The defendant (appellant) appealed on the basis that CPR 3.18 refers to an approved budget as a ‘cap’ on costs and did not require the paying party to show ‘good reason’ to assert that the recoverable costs should be below the budgeted amount. The appellant also submitted that judges have insufficient resource to be able to deal with costs budgeting to make it fair that approval will stand unless there is good reason to depart, and this applies equally to incurred costs for which it is not expected that judges will have time to deal at the CMH stage. Further, the issue of proportionality can only properly be considered at the conclusion of the case.
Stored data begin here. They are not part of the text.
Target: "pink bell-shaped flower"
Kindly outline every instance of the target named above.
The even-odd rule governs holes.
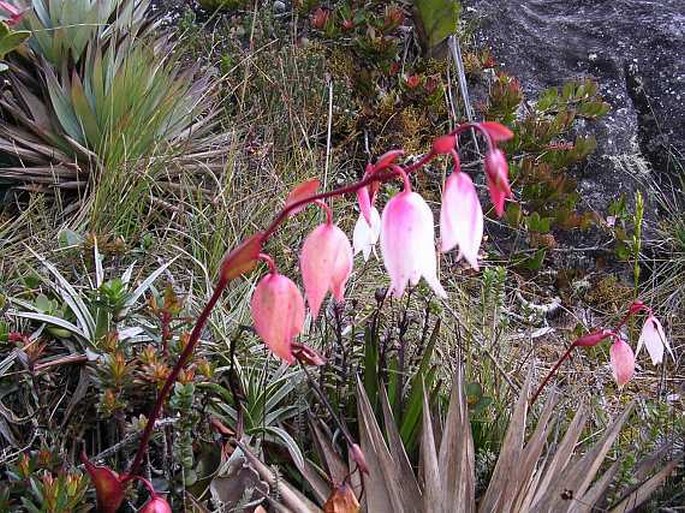
[[[304,299],[297,285],[272,271],[257,284],[250,306],[257,334],[276,356],[293,363],[292,340],[304,324]]]
[[[502,217],[504,200],[511,198],[509,186],[509,166],[504,152],[493,148],[485,155],[485,178],[490,192],[490,199],[495,206],[495,213]]]
[[[631,347],[620,337],[616,337],[609,350],[611,370],[619,388],[623,387],[635,372],[635,354]]]
[[[649,356],[652,358],[654,365],[659,365],[664,359],[664,347],[673,357],[671,345],[668,343],[664,327],[659,322],[659,319],[650,314],[642,327],[640,338],[637,341],[636,354],[640,354],[642,346],[647,348]]]
[[[478,250],[483,240],[483,209],[471,177],[452,173],[445,182],[440,208],[440,249],[459,246],[459,258],[478,270]]]
[[[388,201],[381,216],[381,252],[390,275],[390,291],[401,296],[407,283],[416,285],[423,276],[440,297],[433,230],[433,213],[424,199],[409,188]]]
[[[345,283],[352,274],[352,261],[350,241],[333,223],[319,225],[307,236],[300,253],[300,270],[314,318],[319,315],[329,290],[337,301],[344,299]]]
[[[370,217],[371,222],[368,223],[364,216],[360,214],[352,234],[354,254],[356,255],[361,252],[364,255],[364,260],[369,259],[371,250],[381,235],[381,216],[376,207],[371,207]]]

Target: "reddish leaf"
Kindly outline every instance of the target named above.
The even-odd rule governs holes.
[[[318,178],[312,178],[311,180],[307,180],[306,182],[297,185],[290,191],[290,194],[288,194],[288,197],[285,199],[285,208],[316,194],[316,191],[319,190],[319,185],[321,185],[321,182],[319,182]],[[293,216],[298,212],[301,212],[306,206],[307,205],[301,205],[297,207],[290,212],[290,215]]]
[[[115,513],[124,502],[124,479],[108,467],[93,464],[85,452],[81,453],[81,462],[86,466],[86,471],[95,485],[98,511]]]
[[[244,240],[237,248],[224,257],[221,263],[221,277],[230,281],[254,269],[257,257],[262,251],[262,233]]]
[[[495,121],[483,121],[480,127],[485,130],[493,141],[508,141],[514,137],[514,132],[509,130],[506,126]]]

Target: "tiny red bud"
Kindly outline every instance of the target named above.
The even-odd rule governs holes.
[[[360,472],[363,474],[369,473],[369,466],[366,464],[366,458],[364,457],[362,448],[359,447],[358,444],[352,444],[350,447],[350,457],[352,458],[352,461],[357,464]]]
[[[292,350],[295,359],[304,365],[320,367],[326,364],[326,359],[309,346],[293,342]]]
[[[433,141],[433,153],[448,155],[456,147],[457,140],[453,135],[443,135]]]
[[[155,495],[145,503],[140,513],[171,513],[171,506],[166,499]]]
[[[639,299],[636,299],[628,307],[628,315],[635,315],[637,313],[642,312],[643,310],[648,310],[648,308],[645,306],[645,304],[642,301],[640,301]]]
Lord Justice Davis, giving the leading judgment considered the decision in Merrix in which the judge on appeal made clear that CPR 3.18 made no distinction between situations in which the budgeted figures were or were not exceeded.

The budget

Davis LJ made it clear that the master at first instance, and the judge in Merrix had reached the right conclusion. The extra judicial documents on which the appellant sought to rely were not relevant; the key issue was the construction of CPR3.18. To depart from an agreed budget in the absence of good reason would overlook that budgeted costs are already required to have regard to both reasonableness and proportionality and the aim of costs budgeting is to reduce the time spent on detailed assessments. It would be unjust if a receiving party must show good reason to recover more than the approved budget but a paying party does not have to show good reason to pay less.

A purposive approach to CPR3.18 would not be appropriate and the section should be given its natural and ordinary meaning in conjunction with CPR44.4. The existence of the ‘good reason’ provision is an important safeguard against injustice, although Davis LJ declined to proffer any examples of what would be ‘good reason’ in any given case.
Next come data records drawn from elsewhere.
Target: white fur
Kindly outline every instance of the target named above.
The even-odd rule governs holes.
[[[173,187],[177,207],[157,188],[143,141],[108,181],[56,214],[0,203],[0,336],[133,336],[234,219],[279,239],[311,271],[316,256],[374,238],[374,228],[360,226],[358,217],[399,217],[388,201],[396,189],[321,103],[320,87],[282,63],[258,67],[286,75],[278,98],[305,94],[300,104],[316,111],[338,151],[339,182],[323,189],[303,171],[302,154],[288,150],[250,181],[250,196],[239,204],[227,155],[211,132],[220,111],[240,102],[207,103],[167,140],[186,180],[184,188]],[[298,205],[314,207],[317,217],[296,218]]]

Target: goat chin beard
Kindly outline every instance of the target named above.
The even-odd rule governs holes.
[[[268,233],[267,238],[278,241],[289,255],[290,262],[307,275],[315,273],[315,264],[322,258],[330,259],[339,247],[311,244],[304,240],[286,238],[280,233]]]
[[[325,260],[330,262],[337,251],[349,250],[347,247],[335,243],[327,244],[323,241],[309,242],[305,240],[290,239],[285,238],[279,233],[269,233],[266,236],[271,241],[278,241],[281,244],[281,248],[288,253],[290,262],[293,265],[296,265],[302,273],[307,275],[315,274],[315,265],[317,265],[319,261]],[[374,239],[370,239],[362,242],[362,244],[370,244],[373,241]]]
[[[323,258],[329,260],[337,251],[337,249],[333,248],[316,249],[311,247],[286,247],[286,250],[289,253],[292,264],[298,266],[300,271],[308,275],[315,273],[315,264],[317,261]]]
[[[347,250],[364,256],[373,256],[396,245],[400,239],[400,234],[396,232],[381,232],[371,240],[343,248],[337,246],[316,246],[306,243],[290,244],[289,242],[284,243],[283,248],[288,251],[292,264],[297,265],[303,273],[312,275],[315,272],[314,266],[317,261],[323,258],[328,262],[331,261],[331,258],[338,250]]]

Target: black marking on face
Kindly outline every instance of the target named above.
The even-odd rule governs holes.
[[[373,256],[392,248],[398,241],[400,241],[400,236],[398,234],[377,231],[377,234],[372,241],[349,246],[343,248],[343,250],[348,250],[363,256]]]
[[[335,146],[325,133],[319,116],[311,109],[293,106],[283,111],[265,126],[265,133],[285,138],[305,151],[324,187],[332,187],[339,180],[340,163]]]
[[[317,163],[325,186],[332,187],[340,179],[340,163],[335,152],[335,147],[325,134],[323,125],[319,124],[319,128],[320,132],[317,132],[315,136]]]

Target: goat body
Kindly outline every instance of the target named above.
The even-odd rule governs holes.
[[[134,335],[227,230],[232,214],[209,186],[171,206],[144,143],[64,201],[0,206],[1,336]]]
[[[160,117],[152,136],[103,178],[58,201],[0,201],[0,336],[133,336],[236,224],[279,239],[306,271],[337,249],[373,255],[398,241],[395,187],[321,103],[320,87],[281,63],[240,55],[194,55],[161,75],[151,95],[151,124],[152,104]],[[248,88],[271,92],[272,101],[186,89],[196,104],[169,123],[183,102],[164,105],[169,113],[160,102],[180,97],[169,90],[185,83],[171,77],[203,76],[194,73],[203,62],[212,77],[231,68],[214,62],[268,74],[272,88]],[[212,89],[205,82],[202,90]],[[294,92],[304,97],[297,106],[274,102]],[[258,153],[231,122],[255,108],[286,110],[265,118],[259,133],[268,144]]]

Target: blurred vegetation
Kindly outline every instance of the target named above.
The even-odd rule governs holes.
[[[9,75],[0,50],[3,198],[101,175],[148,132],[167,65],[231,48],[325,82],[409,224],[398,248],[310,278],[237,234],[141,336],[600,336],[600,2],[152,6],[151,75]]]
The appellants appeal on this point was dismissed.

Incurred costs

The second issue was how costs incurred up to the CMH should be dealt with. It is clear from the wording of CPR3.18 that the costs incurred before the CMH do not form part of that approved budget as CMOs are restricted to costs that are to be incurred in the future. Whilst incurred costs would be relevant to guide the court in its assessment of proportionality and comments may be recorded to assist the court later, paragraph 7.4 of PD 3E is specific in that ‘the court may not approve costs incurred before the date of the budget costs management conference’. Incurred costs are to be dealt with by way of detailed assessment in the usual way and do not require ‘good reason’ for departure.


Paragraph 52 of the judgment contains a useful summary of how a costs judge should approach assessment, with particular emphasis on proportionality. A cost judge should:

  • assess incurred costs in the usual way;
  • consider budgeted costs and only depart from them if there is ‘good reason’; and
  • look at matters in the round to consider whether the resulting aggregate figure is proportionate, having regard to CPR 44.3 (2)(a) and (5).
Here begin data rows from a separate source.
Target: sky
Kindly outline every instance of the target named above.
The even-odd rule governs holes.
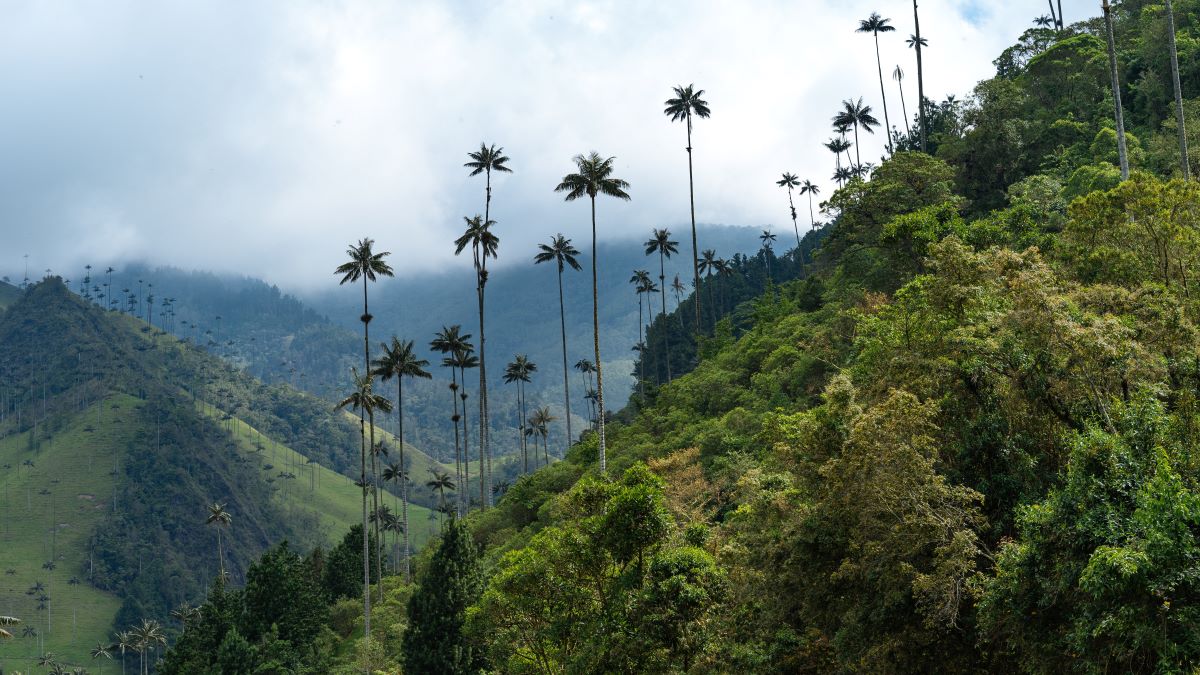
[[[1067,21],[1098,4],[1064,0]],[[586,203],[553,188],[591,150],[616,157],[633,198],[601,200],[601,237],[682,235],[685,128],[662,108],[688,83],[712,109],[693,135],[697,220],[790,233],[780,173],[827,197],[840,102],[883,118],[874,45],[855,33],[872,11],[897,28],[880,50],[902,128],[890,74],[904,70],[911,112],[908,1],[0,0],[0,274],[19,281],[25,254],[32,278],[143,260],[303,292],[364,236],[400,275],[466,267],[451,242],[483,210],[462,166],[482,141],[514,170],[494,179],[500,264],[555,232],[587,239]],[[920,11],[940,99],[989,77],[1047,6]],[[882,134],[863,141],[877,161]]]

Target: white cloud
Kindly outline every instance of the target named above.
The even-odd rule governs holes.
[[[969,91],[1044,11],[1014,4],[922,3],[930,97]],[[482,210],[461,166],[481,140],[516,171],[495,180],[502,260],[585,237],[586,207],[551,190],[591,149],[633,186],[600,205],[603,232],[682,227],[684,129],[661,110],[688,82],[713,109],[694,137],[698,218],[790,229],[777,175],[828,194],[830,116],[850,97],[881,107],[854,32],[872,10],[898,29],[881,52],[902,126],[908,2],[18,2],[0,27],[0,268],[144,256],[307,287],[369,235],[398,268],[435,269]],[[877,158],[882,137],[864,148]]]

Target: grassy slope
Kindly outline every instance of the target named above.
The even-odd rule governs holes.
[[[0,281],[0,311],[16,302],[20,294],[21,290],[16,286]]]

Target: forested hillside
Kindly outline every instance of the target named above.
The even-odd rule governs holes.
[[[57,278],[31,286],[0,314],[0,615],[25,621],[0,667],[46,653],[82,665],[143,620],[169,633],[169,612],[201,600],[222,565],[240,584],[281,540],[340,541],[361,522],[345,475],[357,477],[356,422]],[[415,478],[441,469],[410,452]],[[432,503],[424,482],[414,498]],[[229,514],[220,547],[215,504]],[[429,511],[410,512],[419,546]]]
[[[1200,4],[1174,8],[1192,139]],[[971,97],[929,102],[927,138],[843,174],[812,256],[700,287],[732,299],[694,371],[651,366],[606,445],[449,523],[370,640],[331,610],[333,668],[1200,667],[1200,167],[1163,10],[1114,11],[1124,127],[1100,20],[1041,18]],[[236,621],[213,628],[169,672],[222,663]]]

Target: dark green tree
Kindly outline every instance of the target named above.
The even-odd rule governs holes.
[[[482,590],[479,554],[466,524],[451,515],[421,585],[408,603],[402,647],[412,673],[474,674],[485,666],[482,650],[467,639],[467,608]]]

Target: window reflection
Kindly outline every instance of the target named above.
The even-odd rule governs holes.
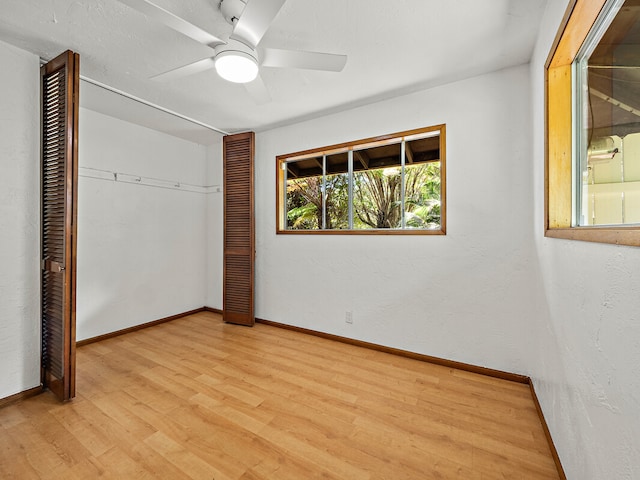
[[[577,225],[640,222],[640,5],[608,2],[579,52]]]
This latter point means that where costs are deemed disproportionate the overall amount of costs payable can still be reduced regardless of what was in the budget.

It is likely that this decision will have wide spread consequences and lead to further litigation.

Defendants will need to scrutinise a claimant's budget at the CMH stage to ensure that all appropriate arguments are made as a failure to do so could mean that the chance to challenge will be lost.

There is also likely to be further litigation to clarify what will constitute a ‘good reason’ to depart from the approved budget. This will apply to cases in which conduct is relevant, where the time claimed is grossly excessive or where the matter settles for a sum far less than it was pleaded for. We are also likely to see further case law develop on how the global proportionality test should be applied.